De ingang wordt bekroond met een bas-reliëf dat twee afbeeldingen voorstelt van de koning die zijn hoofd buigt voor het beeld van de valk Ra in een grote nis. Een onderscheidend kenmerk van de gevel is de stele, die het huwelijk van Ramses met de dochter van koning Hattusili III uitbeeldt als een bevestiging van de vrede tussen Egypte en de Hettieten.
Het binnenste deel van het heiligdom heeft een klassieke driehoekige vorm, kenmerkend voor de oudste Egyptische religieuze gebouwen, met talrijke zijkamers. De zuilenhal van 18 bij 16,7 meter wordt ondersteund door acht enorme zuilen-beelden van Osiris, de god van de onderwereld. De figuren langs de linkermuur dragen de witte kroon van Opper-Egypte, de beelden aan de andere kant dragen de dubbele kroon van Opper- en Beneden-Egypte. De bas-reliëfs op de muren van de hal verbeelden gevechtsscènes uit verschillende militaire campagnes. De hypostyle hal gaat over in een tweede kamer met zuilen versierd met scènes van offers aan de goden. Deze kamer leidt naar het heiligdom, waar vier zittende figuren uit steen zijn gehouwen op een zwarte muur: Ra, de vergoddelijkte Ramses, de goden Amon Ra en Ptah.
Er wordt aangenomen dat de as van de tempel zo was geplaatst dat op 22 oktober en 22 februari de zonnestralen het heiligdom binnendrongen en de sculpturen op de achtermuur verlichtten, behalve Ptah, de god van de onderwereld.
Het heiligdom van Hathor en Nefertari, of de kleine tempel, werd ongeveer honderd meter ten noordoosten van de tempel van farao Ramses gebouwd. Dit is de tweede tempel in de geschiedenis van het oude Egypte, opgedragen aan de heerser. De rotsachtige façade is versierd met twee groepen kolossen, die van elkaar worden gescheiden door een grote boog. De beelden, iets meer dan tien meter hoog, stellen de farao en zijn vrouw voor. Aan weerszijden van het portaal staan twee sculpturen van de heerser, omringd door de goden Set en Horus, kleine figuren van prinsen en prinsessen. Het interieur van de Kleine Tempel is een vereenvoudigde versie van de Grote Tempel. De bas-reliëfs op de zijwanden van het stenen heiligdom stellen taferelen voor van offers aan verschillende goden van de farao of koningin.

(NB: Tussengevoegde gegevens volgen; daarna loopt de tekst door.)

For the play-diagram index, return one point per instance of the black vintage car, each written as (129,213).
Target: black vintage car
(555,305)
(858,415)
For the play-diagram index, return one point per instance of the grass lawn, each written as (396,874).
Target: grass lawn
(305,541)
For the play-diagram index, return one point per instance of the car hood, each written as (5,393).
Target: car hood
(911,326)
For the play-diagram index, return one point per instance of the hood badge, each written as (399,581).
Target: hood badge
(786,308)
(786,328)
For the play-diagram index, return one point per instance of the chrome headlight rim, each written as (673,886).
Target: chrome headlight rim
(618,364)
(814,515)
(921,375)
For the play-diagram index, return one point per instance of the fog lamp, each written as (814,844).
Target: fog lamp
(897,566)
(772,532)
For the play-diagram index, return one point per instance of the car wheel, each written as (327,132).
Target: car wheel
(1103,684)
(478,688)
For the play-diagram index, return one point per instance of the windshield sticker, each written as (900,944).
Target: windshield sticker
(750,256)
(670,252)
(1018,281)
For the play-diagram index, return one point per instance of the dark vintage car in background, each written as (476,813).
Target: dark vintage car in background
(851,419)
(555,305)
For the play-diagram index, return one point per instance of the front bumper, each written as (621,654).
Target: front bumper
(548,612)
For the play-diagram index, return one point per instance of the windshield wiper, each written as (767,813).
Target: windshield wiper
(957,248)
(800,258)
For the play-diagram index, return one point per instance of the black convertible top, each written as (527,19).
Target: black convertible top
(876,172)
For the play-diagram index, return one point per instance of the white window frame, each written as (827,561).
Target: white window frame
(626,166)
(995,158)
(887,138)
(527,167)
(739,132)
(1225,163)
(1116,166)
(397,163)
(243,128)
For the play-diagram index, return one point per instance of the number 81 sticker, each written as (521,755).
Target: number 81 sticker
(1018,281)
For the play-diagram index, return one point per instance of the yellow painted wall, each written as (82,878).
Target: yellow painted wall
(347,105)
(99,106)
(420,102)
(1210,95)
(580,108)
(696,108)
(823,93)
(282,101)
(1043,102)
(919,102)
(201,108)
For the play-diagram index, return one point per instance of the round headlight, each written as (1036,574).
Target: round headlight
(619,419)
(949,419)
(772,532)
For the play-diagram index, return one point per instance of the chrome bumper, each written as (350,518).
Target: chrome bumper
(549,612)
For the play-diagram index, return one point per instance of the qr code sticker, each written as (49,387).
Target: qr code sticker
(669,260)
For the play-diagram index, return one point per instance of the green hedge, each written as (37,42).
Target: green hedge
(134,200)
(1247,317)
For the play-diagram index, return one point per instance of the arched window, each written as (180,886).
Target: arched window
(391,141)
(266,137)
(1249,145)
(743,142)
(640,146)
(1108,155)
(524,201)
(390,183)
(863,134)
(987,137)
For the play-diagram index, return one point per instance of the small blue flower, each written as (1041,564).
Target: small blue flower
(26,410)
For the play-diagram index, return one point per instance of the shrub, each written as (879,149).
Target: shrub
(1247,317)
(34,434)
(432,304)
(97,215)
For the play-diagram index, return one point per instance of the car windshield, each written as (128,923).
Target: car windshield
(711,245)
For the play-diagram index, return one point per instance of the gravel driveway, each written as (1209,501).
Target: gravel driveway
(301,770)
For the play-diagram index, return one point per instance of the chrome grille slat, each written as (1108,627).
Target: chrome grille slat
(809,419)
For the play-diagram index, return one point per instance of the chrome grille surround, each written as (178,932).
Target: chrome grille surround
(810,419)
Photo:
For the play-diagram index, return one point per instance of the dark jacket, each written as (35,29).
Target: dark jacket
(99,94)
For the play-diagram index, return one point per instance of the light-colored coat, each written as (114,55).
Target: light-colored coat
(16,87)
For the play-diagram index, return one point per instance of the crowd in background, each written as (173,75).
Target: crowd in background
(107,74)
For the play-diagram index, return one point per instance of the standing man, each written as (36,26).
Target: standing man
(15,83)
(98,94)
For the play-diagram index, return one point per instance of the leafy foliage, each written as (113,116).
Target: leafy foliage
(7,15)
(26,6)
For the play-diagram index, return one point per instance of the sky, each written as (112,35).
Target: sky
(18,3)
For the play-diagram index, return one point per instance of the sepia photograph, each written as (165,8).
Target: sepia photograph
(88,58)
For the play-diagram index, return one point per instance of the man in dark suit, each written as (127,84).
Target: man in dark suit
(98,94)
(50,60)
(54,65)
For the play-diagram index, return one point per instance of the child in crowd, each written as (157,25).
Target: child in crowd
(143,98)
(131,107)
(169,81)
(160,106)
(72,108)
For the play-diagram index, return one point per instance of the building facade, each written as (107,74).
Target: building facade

Elke tempel werd bediend door een afzonderlijke priester die de farao vertegenwoordigde in dagelijkse religieuze ceremonies.
Het complex is in 1968 in zijn geheel verplaatst naar een kunstmatige heuvel boven het stuwmeer van de Aswandam. De verplaatsing van de tempels werd gedaan om overstromingen te voorkomen tijdens de aanleg van het Nassermeer, een enorm kunstmatig reservoir dat werd gevormd na de bouw van de Aswandam op de rivier de Nijl.